Using the hunger scale can reduce stress and pressure around eating. This is especially true for athletes who might have a history of disordered eating, or who tend to get overly obsessive about numbers and data when tracking calories on an app. You can eat when, what, and how much you feel you need in the moment. The hunger scale is simple, doesn’t require any tracking/measuring, and leaves plenty of room for personal preference/taste. The only thing you need is, well you!
For active people, our appetites can be impacted by many things. This doesn’t make the hunger scale a bad option, but it’s important to still have other methods for ensuring you’re getting the nutrition you need. For example an athlete with RED-S or going through a very high intensity training period may not feel hungry. Doing prolonged endurance exercise (like your weekly long run) can cause nausea and decreased appetite for quite a few hours afterward. This can lead to under-fueling if we just rely on appetite and hunger cues.
Because the hunger scale is not about structure or having a ‘plan’ it may leave gaps when it comes to meeting athlete’s increased nutrition requirements.
The best way to use the hunger scale/IE as an athlete
Personally I love incorporating aspects of intuitive eating (like the hunger scale) into my nutrition strategy for almost all of my clients. I do this often in addition to using other tools like the portion plates or tracking apps.
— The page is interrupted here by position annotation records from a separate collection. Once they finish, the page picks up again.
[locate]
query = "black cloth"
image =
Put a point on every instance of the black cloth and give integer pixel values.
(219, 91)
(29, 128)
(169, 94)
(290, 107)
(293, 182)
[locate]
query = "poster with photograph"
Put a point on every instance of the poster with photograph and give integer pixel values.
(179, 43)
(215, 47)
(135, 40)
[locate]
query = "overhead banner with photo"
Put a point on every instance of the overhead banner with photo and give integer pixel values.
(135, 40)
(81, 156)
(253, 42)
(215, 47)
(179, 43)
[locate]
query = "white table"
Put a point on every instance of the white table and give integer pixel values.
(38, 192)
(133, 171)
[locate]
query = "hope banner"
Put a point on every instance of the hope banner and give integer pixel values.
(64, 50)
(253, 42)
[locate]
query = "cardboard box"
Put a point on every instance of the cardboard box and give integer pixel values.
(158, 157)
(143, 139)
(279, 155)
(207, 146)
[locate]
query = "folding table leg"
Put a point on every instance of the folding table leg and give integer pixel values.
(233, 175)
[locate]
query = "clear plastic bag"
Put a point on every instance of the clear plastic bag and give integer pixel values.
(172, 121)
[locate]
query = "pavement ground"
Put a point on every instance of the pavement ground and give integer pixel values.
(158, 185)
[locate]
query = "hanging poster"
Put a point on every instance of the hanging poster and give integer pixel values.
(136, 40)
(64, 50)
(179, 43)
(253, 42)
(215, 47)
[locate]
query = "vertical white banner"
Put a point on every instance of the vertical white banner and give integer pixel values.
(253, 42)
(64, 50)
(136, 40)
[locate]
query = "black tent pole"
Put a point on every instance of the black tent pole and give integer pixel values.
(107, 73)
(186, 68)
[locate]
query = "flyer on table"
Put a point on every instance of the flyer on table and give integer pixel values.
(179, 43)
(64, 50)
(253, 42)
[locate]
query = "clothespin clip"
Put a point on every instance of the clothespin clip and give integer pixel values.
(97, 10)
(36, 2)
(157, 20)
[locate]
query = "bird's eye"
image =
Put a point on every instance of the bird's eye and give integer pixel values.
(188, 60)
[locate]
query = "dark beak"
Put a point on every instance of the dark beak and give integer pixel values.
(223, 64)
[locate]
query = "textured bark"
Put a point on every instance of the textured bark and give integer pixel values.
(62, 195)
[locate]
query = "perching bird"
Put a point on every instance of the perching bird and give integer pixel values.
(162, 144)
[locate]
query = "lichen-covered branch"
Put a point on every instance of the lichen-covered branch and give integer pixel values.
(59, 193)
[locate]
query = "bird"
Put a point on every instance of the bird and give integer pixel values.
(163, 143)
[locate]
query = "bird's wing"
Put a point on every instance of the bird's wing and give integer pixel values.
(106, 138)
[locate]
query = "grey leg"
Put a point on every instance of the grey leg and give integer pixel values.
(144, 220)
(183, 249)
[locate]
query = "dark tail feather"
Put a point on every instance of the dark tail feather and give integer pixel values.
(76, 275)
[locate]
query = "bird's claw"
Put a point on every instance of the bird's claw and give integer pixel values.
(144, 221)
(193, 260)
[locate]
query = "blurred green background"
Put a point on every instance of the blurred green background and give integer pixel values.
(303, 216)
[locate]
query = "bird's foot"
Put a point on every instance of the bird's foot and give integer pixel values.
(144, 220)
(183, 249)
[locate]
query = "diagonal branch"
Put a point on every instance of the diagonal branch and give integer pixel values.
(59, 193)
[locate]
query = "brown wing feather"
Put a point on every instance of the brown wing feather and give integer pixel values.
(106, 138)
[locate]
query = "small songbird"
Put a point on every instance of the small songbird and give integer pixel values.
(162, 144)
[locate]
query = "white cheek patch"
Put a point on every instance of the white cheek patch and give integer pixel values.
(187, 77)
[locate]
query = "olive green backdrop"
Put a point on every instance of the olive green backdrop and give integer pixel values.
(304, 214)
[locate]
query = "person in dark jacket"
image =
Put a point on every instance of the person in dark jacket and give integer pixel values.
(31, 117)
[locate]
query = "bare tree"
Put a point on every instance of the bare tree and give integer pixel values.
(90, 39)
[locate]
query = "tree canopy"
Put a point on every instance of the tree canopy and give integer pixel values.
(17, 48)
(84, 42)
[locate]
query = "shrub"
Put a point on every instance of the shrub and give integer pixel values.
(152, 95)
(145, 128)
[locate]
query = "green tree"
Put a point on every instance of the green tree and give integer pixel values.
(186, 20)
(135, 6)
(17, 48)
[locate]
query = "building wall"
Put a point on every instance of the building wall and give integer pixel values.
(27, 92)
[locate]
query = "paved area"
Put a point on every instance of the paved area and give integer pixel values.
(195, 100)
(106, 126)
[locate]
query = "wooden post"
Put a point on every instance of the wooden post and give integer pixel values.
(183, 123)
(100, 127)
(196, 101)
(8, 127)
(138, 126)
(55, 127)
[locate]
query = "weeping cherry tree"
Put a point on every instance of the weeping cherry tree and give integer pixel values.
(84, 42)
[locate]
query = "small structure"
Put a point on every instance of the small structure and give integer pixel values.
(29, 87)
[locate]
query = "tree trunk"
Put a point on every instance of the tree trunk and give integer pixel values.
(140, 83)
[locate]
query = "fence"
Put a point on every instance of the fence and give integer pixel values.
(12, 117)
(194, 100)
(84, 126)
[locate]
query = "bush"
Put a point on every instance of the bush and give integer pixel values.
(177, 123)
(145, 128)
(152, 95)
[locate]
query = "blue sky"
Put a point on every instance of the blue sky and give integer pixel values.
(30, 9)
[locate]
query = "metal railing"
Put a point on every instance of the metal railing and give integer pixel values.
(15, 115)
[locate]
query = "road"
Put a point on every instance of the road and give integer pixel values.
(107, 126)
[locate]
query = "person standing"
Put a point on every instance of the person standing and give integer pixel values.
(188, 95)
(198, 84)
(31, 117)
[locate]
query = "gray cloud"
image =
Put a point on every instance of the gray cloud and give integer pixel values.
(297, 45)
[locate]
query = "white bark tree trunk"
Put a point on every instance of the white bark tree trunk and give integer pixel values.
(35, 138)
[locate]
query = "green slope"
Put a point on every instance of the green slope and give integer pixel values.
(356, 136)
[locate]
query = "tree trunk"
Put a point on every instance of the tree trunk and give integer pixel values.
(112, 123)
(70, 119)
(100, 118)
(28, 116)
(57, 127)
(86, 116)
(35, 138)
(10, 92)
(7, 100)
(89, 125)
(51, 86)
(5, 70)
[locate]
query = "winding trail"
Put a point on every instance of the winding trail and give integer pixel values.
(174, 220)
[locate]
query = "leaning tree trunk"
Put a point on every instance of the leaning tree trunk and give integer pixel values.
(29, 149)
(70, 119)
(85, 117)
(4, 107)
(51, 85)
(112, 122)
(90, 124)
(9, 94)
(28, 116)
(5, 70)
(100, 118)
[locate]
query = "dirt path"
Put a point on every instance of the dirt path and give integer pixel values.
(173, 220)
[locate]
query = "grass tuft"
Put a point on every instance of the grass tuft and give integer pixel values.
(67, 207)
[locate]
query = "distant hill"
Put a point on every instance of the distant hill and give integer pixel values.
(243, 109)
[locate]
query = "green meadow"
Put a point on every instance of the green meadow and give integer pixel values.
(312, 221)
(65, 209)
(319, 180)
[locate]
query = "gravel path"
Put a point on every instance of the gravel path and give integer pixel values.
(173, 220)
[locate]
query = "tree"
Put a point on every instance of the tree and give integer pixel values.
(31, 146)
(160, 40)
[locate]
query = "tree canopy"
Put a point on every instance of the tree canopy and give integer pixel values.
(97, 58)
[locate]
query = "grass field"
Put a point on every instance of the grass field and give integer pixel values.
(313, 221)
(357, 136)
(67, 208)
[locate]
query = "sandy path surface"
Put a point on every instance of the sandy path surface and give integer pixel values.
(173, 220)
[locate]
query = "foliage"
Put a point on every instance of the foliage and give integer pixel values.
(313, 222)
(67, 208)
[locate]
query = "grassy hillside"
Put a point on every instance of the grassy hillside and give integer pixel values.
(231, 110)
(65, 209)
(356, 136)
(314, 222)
For example we might use the athlete’s plates for portions during meals, but use the hunger scale to decide if/how many snacks per day are needed.
The Bottom Line
So, is there a best way to track your food?
At the end of the day, each one of these methods can be useful and valuable in the right circumstances. It’s also perfectly ok to switch back and forth between different strategies at different times of year depending on your goals and your training.
For example, there might be times when you really need to do a deeper assessment of your nutrition. You might need to know if you’re hitting all your targets, or are working on solving a performance or health-related issue. At other times of the year, you may be in a good groove and don’t need to spend the time doing detailed tracking. The athlete’s plates might be perfect for those situations. And, at other times you might want to move away from a lot of structure, and simply focus on body awareness and intuitive eating. It is perfectly OK to not commit to one strategy for the rest of your life!
Of course, just like there is an ideal time and place for each of these strategies and tools, using them improperly can lead to worsening performance. If you’re finding yourself increasingly stressed or preoccupied with tracking, stepping away from that and into something less structured is a good idea. On the other hand if you’re trying to eat intuitively but are struggling with symptoms of low energy-availability or RED-S, a complete nutrition assessment might help figure out where you’re having issues.
If you aren’t sure which method is right for you, talk to a Sport Dietitian who can make personalized recommendations based on your goals.